Your intuition is right and your professor is wrong. As are most of the people commenting here except /u/nmxt . They are making the same mistake.

Their logic goes : “well there are four *equally probable* initial possibilities. BB, BG, GB, and GG. And a boy answers the door, *eliminating* GG from the possibilities *and doing nothing else*. Therefore you’re left with BB, GB, and BG *of equal probability,* so therefore the other child has a 2/3 chance of being a girl.”

No. Wrong. Bullshit.

Your professor’s problem is the *bad assumption* that a boy answering the door *only alters the probability of the GG possibility*. In reality, it *also* alters the probability of the other 3 possibilities. Your professor is not applying the information gained from the sampling appropriately to all four houses.

Lets take our 3 remaining non-zero probable states, BB, BG, and GB. What is the probability of a boy answering the door at each of these houses? 100%, 50%, and 50%. (and 0% for the GG). If you go to one of these three houses and a boy answers, it is *twice* as likely that we are at a boy-only house than not. However, there are twice as many *kinds* of boy-girl houses. So in the end the odds of the other child being a girl is 0.25*0.5 + 0.25 * 0.5 vs 0.25 * 1. Which is just 0.25 vs 0.25, or 1:1, or 50%.

Let’s write this using Bayes’s law so you can show it to your professor:

>P(A given B) = P(B given A) * P(A) / P(B)

First off, is it correct to eliminate the GG house?
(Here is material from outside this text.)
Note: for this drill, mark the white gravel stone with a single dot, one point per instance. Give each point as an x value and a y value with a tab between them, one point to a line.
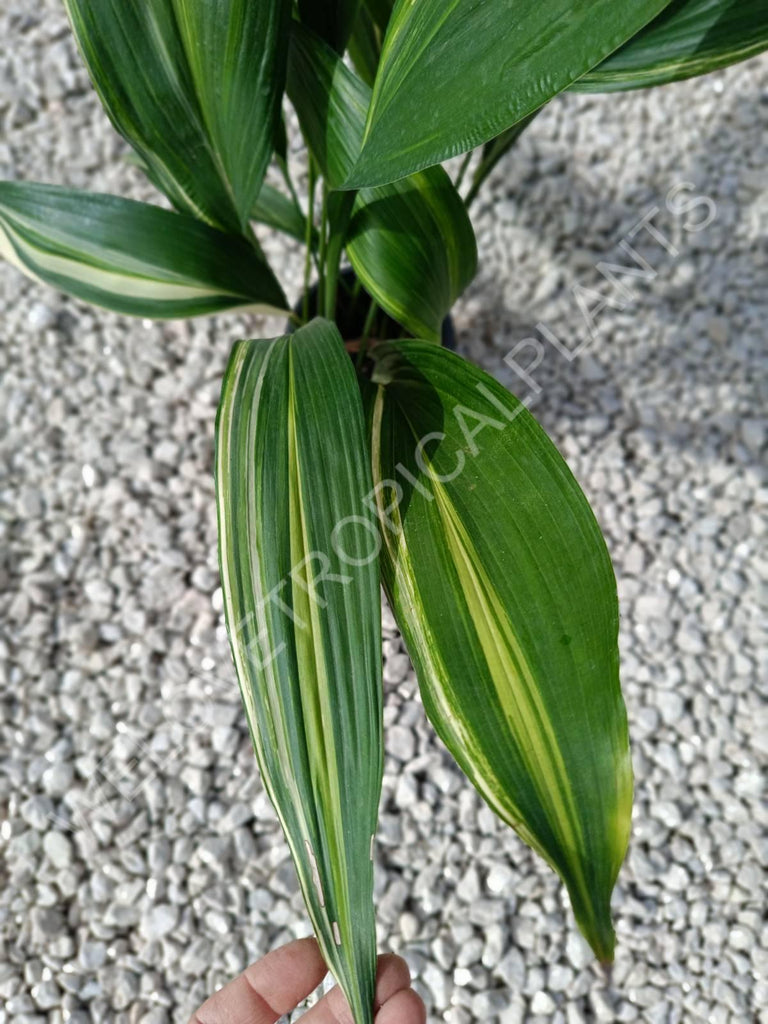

>P(GG|Boy) = P(Boy | GG) * P(GG) / P(Boy) = 0.0 x 0.25 / 0.5 = 0

Yes, the GG house is off the table.

But *we can’t stop there* What we want to know is the probability of *each* house we’re at GIVEN that a boy answered the door.

>P(BG|B) = ?, P(GB|B) = ?, P(BB|B) = ?

Starting with the boy-girl houses:

>P(BG|B) = P(B|BG) * P(BG)/P(B) = 0.5 x 0.25 / 0.5 = 0.25

Probability of the boy answering the door given a BG house, times the probability of a BG house, divided by the probability of a boy. That’s 50% times 25% divided by 50% = 25%. And the answer is identical for the GB house.

>P(BB | B) = P(B | BB) * P(BB) / P(B) = 1.0 x 0.25 / 0.5 = 0.5

Probability of the boy answering the door given a BB house, times the probability of a BB house, divided by the probability of a boy. That’s 100% times 25% divided by 50% = 50%.

So all together our four *weighted* possibilities are:

0.5 + 0.25 + 0.25 + 0.0 = 1.0

And of that 1.0, the chance of a BB house is 50%, and the aggregate chance for houses containing a girl are… 50%.

A boy answering the door has given you an altered probability of what type of house you may be at. But it has *not* altered the overall probability of the sex of the other child.

*Edit* – a key giveaway is that your professor’s scenario altered the probabilities from:
>0.25 + 0.25 + 0.25 + 0.25 -> 0.25 + 0.25 + 0.25 + 0.0

And then had to manually re-normalized by dividing by 0.75 to get
>0.33 + 0.33 + 0.33 + 0.0 = 1

Bayes’s theorem *handles* the re-normalization when correctly applied to all scenarios when given a new piece of information. That’s why I ended up with 0.5 + 0.25 + 0.25 + 0 = 1. If you are manually re-normalizing a sum of probabilities that *used* to add up to 1, then you’ve generally made a mistake and misapplied the theorum.